過去の行為によって、規定し、これからの行為を限定してしまう。
「自由な社会」。なんて心地よい響きなんでしょう。
みんなが、それぞれ自分の意思に基づいて、何に縛られることなく、自分自身を生きる。まさに、理想郷。誰もが望む社会。
素晴らしいっ!
あれっ?自分自身の自由を、既に自分自身で奪ってしまいるのに。。。?
一体自分は、何をしたら、自由なんでしょう?
自分を規定しないこと。これからの行為と、過去の行為に何の繋がりもないこと。
こんなこと可能なんでしょうか?
安心を手に入れるために、自由を奪った。
ほんとの自由が手に入ったら、不安が生じる?
自分が自分だと、はっきり分からない。さっきの自分と今の自分が、同じとは思えないから。

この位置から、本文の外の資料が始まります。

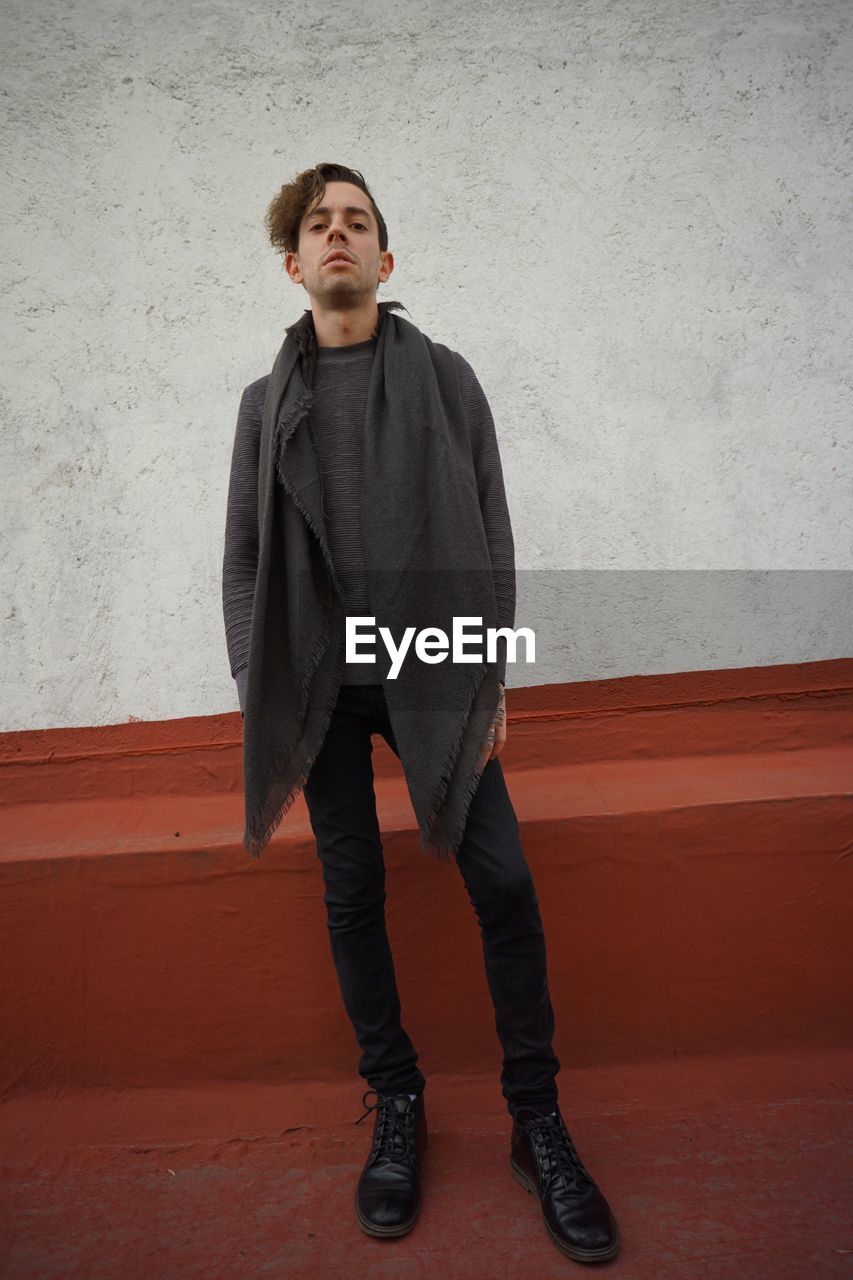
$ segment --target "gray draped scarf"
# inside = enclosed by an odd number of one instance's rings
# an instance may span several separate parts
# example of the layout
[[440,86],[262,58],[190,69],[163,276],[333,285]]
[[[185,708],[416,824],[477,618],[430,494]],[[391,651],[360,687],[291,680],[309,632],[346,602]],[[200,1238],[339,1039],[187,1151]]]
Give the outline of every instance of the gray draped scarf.
[[[440,858],[458,851],[490,750],[501,690],[485,630],[497,626],[488,544],[452,351],[379,304],[364,427],[362,544],[370,612],[395,644],[406,627],[479,618],[483,645],[422,661],[414,639],[388,715],[420,830]],[[243,722],[245,848],[259,857],[307,781],[341,683],[346,598],[329,554],[309,409],[313,316],[286,330],[264,404],[258,467],[258,571]],[[362,627],[362,631],[364,628]],[[363,644],[363,639],[360,642]],[[382,650],[384,652],[384,650]],[[379,678],[377,677],[377,683]]]

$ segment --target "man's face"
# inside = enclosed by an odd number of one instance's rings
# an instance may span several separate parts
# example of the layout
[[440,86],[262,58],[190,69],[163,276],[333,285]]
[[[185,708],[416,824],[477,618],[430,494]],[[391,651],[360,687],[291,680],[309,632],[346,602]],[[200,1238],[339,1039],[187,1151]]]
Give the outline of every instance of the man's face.
[[299,224],[298,252],[288,253],[284,265],[312,303],[346,311],[376,296],[377,286],[394,269],[394,258],[379,248],[379,225],[361,188],[327,182]]

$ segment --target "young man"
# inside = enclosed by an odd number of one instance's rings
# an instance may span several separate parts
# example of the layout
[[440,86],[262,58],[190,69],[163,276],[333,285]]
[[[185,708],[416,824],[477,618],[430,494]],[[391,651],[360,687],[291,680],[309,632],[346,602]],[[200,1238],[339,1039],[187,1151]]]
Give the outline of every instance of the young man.
[[565,1254],[613,1257],[616,1221],[557,1105],[539,903],[498,759],[505,645],[459,661],[422,648],[392,676],[390,653],[347,661],[344,643],[348,617],[387,625],[395,641],[407,623],[449,634],[456,617],[512,627],[514,548],[489,405],[462,356],[395,315],[398,303],[377,302],[394,259],[358,171],[300,173],[266,223],[311,308],[271,374],[244,390],[234,441],[223,605],[244,717],[244,842],[259,856],[304,791],[370,1086],[359,1120],[375,1112],[358,1222],[375,1236],[411,1230],[427,1140],[426,1080],[385,928],[370,740],[380,733],[403,764],[423,846],[456,859],[479,919],[513,1174]]

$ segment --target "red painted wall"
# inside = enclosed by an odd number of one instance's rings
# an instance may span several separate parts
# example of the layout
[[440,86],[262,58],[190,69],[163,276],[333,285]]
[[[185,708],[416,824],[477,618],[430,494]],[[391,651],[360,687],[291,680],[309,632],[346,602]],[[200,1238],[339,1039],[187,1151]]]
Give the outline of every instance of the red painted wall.
[[[510,689],[564,1067],[849,1042],[853,662]],[[304,802],[260,861],[238,715],[0,739],[0,1088],[352,1075]],[[499,1069],[473,910],[375,739],[426,1073]]]

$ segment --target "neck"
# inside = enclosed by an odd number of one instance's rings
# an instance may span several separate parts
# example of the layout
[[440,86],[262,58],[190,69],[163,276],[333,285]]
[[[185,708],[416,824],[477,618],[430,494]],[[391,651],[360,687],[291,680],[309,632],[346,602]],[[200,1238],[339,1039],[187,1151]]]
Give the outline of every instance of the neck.
[[367,342],[379,324],[375,297],[348,311],[326,310],[321,303],[313,302],[311,315],[318,347],[348,347],[356,342]]

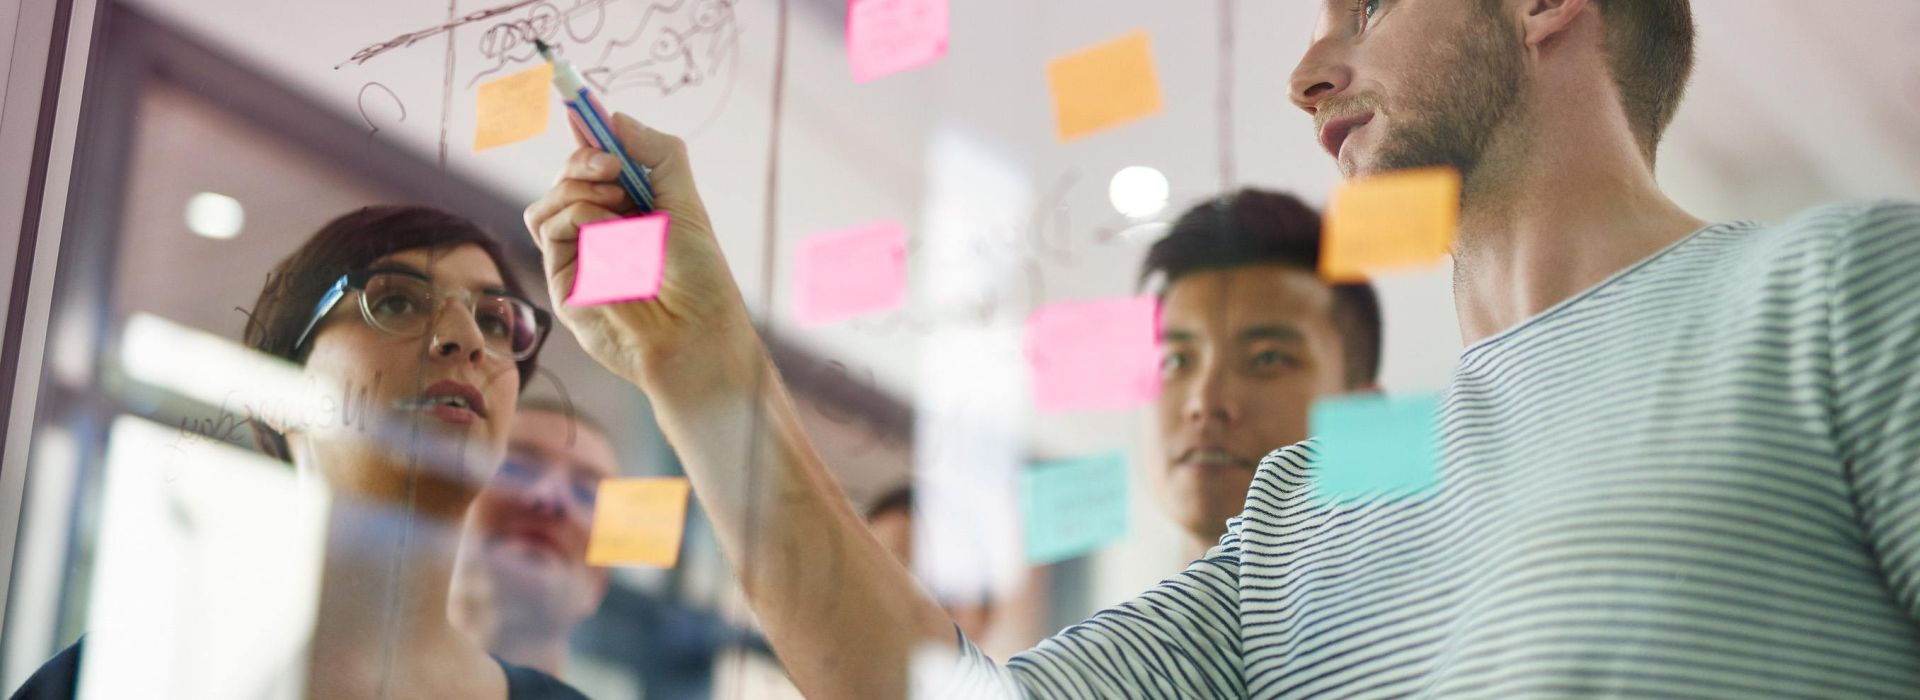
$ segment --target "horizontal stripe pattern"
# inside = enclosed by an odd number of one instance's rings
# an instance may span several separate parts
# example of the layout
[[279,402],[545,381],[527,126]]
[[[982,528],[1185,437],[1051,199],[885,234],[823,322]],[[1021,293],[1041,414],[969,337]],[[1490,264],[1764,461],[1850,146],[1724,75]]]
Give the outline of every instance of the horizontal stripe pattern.
[[1920,206],[1696,232],[1468,348],[1440,420],[1437,489],[1278,450],[1178,576],[1005,667],[963,637],[974,688],[1920,698]]

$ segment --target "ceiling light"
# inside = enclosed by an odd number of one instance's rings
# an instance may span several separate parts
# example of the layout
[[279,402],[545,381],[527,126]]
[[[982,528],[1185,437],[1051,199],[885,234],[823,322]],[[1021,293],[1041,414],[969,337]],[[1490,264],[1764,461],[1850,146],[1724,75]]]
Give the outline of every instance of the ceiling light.
[[247,215],[240,200],[215,192],[201,192],[187,200],[187,228],[207,238],[226,240],[240,235]]
[[1121,168],[1107,184],[1113,208],[1130,219],[1145,219],[1167,208],[1167,176],[1144,165]]

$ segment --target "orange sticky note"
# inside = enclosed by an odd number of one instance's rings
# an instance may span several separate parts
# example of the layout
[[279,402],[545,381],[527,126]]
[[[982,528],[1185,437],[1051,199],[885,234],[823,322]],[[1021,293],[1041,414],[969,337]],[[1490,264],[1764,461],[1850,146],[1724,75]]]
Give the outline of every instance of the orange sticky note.
[[1061,141],[1160,111],[1160,78],[1144,31],[1054,59],[1047,64],[1047,86]]
[[553,116],[553,64],[540,65],[480,85],[473,150],[484,151],[539,136]]
[[1420,168],[1342,185],[1327,205],[1320,276],[1357,282],[1367,273],[1439,262],[1460,227],[1460,173]]
[[685,477],[607,479],[593,505],[587,563],[672,568],[687,526]]

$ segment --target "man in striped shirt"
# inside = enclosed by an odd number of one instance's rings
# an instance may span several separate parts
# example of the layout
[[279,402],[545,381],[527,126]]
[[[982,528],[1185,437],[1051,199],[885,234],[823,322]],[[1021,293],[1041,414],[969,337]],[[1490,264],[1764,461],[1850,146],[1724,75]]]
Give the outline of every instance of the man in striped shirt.
[[[1205,559],[1004,667],[1034,697],[1920,696],[1920,207],[1709,225],[1654,182],[1685,0],[1324,0],[1295,102],[1348,175],[1465,177],[1470,347],[1440,481],[1315,490],[1262,463]],[[674,217],[659,299],[563,308],[649,392],[814,697],[899,697],[950,622],[861,530],[750,332],[684,144],[623,122]],[[627,205],[576,153],[528,209],[550,288]],[[556,306],[558,306],[556,304]],[[695,351],[697,350],[697,351]]]

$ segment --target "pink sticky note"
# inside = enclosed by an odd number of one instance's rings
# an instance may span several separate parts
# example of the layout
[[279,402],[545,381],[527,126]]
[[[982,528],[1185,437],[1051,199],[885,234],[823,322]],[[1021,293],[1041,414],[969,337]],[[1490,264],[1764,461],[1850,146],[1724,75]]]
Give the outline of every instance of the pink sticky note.
[[847,0],[853,80],[912,70],[947,55],[947,0]]
[[1049,304],[1027,318],[1027,367],[1043,413],[1133,408],[1160,393],[1153,297]]
[[881,221],[800,242],[794,315],[816,326],[897,309],[907,298],[907,232]]
[[652,299],[666,272],[665,212],[580,227],[580,259],[574,270],[574,306]]

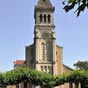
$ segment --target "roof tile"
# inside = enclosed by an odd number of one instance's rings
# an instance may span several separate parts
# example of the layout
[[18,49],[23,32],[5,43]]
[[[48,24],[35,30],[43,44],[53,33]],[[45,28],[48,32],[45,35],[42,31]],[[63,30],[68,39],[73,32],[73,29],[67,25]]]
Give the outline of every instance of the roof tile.
[[25,60],[16,60],[15,64],[25,64]]

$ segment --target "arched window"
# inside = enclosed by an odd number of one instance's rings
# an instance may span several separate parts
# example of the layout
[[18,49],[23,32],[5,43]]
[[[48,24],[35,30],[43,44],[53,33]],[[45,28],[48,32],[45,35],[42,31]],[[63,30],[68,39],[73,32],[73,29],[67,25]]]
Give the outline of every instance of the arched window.
[[42,42],[41,43],[41,50],[42,50],[42,61],[45,61],[45,44]]
[[52,70],[51,70],[51,67],[50,66],[48,66],[48,73],[52,73]]
[[40,22],[42,22],[42,15],[40,14]]
[[50,23],[50,22],[51,22],[51,16],[48,15],[48,23]]
[[44,23],[46,23],[46,15],[44,15]]

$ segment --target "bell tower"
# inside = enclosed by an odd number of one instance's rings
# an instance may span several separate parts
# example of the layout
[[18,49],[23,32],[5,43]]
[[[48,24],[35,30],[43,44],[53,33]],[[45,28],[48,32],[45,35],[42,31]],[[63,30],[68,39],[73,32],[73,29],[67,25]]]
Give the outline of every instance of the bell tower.
[[[56,45],[54,10],[50,0],[38,0],[34,9],[34,43],[25,47],[25,61],[16,61],[15,67],[27,66],[52,75],[61,75],[72,71],[70,67],[63,64],[63,47]],[[19,85],[23,86],[23,83]],[[25,86],[41,88],[30,83]],[[65,83],[55,88],[75,87],[72,83]]]
[[50,0],[39,0],[35,6],[35,69],[57,74],[54,10]]

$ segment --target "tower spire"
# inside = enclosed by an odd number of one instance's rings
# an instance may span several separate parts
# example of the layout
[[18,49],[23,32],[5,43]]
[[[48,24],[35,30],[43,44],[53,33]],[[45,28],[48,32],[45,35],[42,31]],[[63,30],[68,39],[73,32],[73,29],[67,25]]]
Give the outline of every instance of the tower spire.
[[38,8],[38,9],[54,9],[50,0],[39,0],[36,8]]

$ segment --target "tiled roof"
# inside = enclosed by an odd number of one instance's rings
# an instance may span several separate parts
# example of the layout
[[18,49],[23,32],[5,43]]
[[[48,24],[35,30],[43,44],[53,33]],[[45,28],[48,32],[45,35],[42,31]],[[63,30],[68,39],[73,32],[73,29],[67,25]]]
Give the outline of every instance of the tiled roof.
[[19,64],[19,65],[25,64],[25,60],[16,60],[16,61],[14,62],[14,64]]
[[53,9],[50,0],[39,0],[36,8],[39,9]]

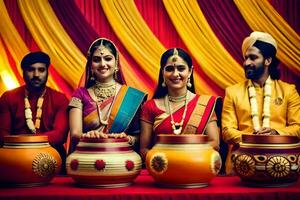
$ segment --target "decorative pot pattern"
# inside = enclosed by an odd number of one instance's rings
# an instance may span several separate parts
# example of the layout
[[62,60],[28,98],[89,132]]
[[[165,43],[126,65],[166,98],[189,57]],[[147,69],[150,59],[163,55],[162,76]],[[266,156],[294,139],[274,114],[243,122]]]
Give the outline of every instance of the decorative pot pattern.
[[67,173],[80,186],[116,188],[134,181],[142,167],[141,157],[127,139],[81,139],[67,158]]
[[205,135],[158,135],[147,153],[146,167],[164,187],[196,188],[209,184],[221,168],[221,157]]
[[231,156],[235,173],[243,183],[262,187],[288,186],[297,182],[300,143],[294,136],[242,135]]
[[30,187],[49,183],[59,173],[61,158],[48,136],[10,135],[0,148],[0,182]]

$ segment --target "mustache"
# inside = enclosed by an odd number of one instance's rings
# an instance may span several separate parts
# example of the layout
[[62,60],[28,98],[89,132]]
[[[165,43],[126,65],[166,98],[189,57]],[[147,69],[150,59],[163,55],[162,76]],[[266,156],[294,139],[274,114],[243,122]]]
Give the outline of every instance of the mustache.
[[255,69],[255,66],[254,65],[245,65],[244,68],[247,70],[247,69]]
[[31,81],[41,81],[41,79],[33,77],[32,79],[30,79]]

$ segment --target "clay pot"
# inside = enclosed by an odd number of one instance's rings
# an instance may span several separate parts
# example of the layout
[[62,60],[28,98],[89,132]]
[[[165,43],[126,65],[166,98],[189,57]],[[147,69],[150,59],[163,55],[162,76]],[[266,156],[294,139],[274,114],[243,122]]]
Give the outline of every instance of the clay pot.
[[66,165],[68,175],[80,186],[117,188],[133,183],[142,161],[125,138],[83,138]]
[[4,136],[0,148],[0,182],[4,186],[48,184],[59,173],[61,158],[48,136]]
[[300,143],[295,136],[242,135],[231,156],[235,173],[244,184],[281,187],[296,183],[300,170]]
[[159,186],[205,187],[221,168],[221,157],[206,135],[158,135],[146,167]]

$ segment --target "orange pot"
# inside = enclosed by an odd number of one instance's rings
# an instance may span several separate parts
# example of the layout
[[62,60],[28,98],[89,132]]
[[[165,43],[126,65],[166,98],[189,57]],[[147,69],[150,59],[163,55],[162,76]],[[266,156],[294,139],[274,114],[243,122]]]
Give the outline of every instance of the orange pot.
[[221,157],[205,135],[158,135],[146,167],[165,187],[205,187],[221,168]]
[[0,148],[2,185],[29,187],[44,185],[59,173],[61,158],[50,146],[48,136],[10,135]]
[[296,183],[300,143],[295,136],[242,135],[231,160],[235,173],[251,186],[281,187]]
[[67,158],[67,173],[84,187],[117,188],[134,181],[142,167],[141,157],[127,139],[81,139]]

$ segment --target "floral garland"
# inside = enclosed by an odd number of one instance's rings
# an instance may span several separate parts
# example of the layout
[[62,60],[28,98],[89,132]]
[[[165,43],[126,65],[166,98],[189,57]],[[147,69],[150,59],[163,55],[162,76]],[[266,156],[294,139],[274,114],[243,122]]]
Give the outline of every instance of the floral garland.
[[[272,94],[271,84],[272,84],[272,80],[269,76],[264,85],[264,104],[263,104],[263,114],[262,114],[262,118],[263,118],[262,127],[266,127],[266,128],[270,127],[270,116],[271,116],[270,102],[271,102],[271,94]],[[253,127],[255,131],[258,131],[261,128],[261,126],[258,118],[256,91],[253,84],[251,84],[248,87],[248,94],[250,100]]]
[[43,102],[44,102],[45,93],[46,93],[46,89],[43,91],[42,95],[38,98],[37,105],[36,105],[35,123],[33,123],[32,111],[31,111],[29,100],[28,100],[28,91],[25,90],[24,103],[25,103],[26,124],[27,124],[29,130],[34,134],[36,133],[36,130],[40,128],[40,125],[41,125],[42,106],[43,106]]

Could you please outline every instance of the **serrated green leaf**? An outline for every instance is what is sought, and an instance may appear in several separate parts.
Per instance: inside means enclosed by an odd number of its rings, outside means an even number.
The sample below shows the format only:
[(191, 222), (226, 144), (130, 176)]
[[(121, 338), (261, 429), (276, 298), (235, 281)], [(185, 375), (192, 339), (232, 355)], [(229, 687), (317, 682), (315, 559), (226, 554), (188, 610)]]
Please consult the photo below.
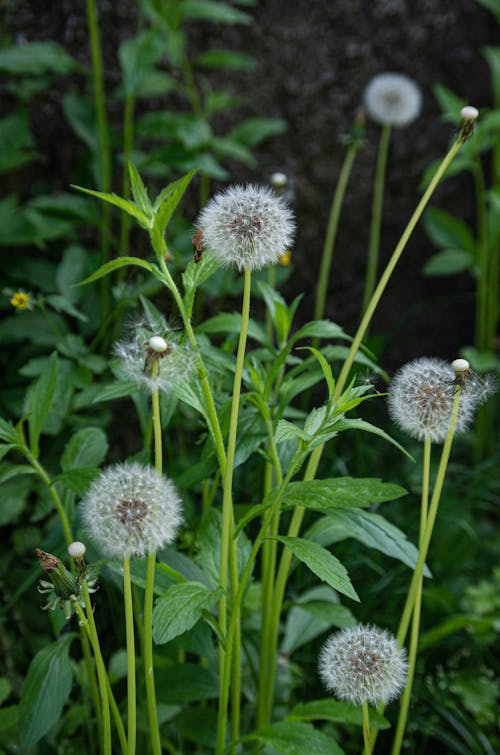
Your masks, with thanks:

あの人が、今までと全く違う人であるかのように振る舞われたら、私は混乱する。昨日と、さっきまでと、同じ人間であるように、振る舞って欲しい。
自由というのは、「分からない」ってことなんでしょうか?予想がつかない。何が起っても、不思議はない。他人のことはもちろん、自分自身のことでさえも。
自分がこれから何をするのか、自分でも分からない・・・人殺しもあり得る????
あの人がこれから何をするのか、見当もつかない・・・殺されるかも???
ありゃりゃぁ~、自由って恐ろしいわぁ。
まあ、ほんとに自分が自由になったら、自分を自分とは認識できないでしょうから、そう、赤ちゃんのように、ですから、恐いものなんて、何にもなくなるとは思うんですけどね。
自分のことが、まるで分からなくなってしまった老人にも、似たところはありますね。
ただ、この時の自由って一体なんでしょう?
自由意思に基づくも何も、誰の意思に基づくんでしょう?
本人は、自分のことが分からないんですから、自分の意思なんて自覚しようがないはずですけど。
自由なんて、妄想ですね。
不自由な中にしか存在しない。
自由ということを、感じたければ、不自由な世界に生きていくことを、受け入れなければならない。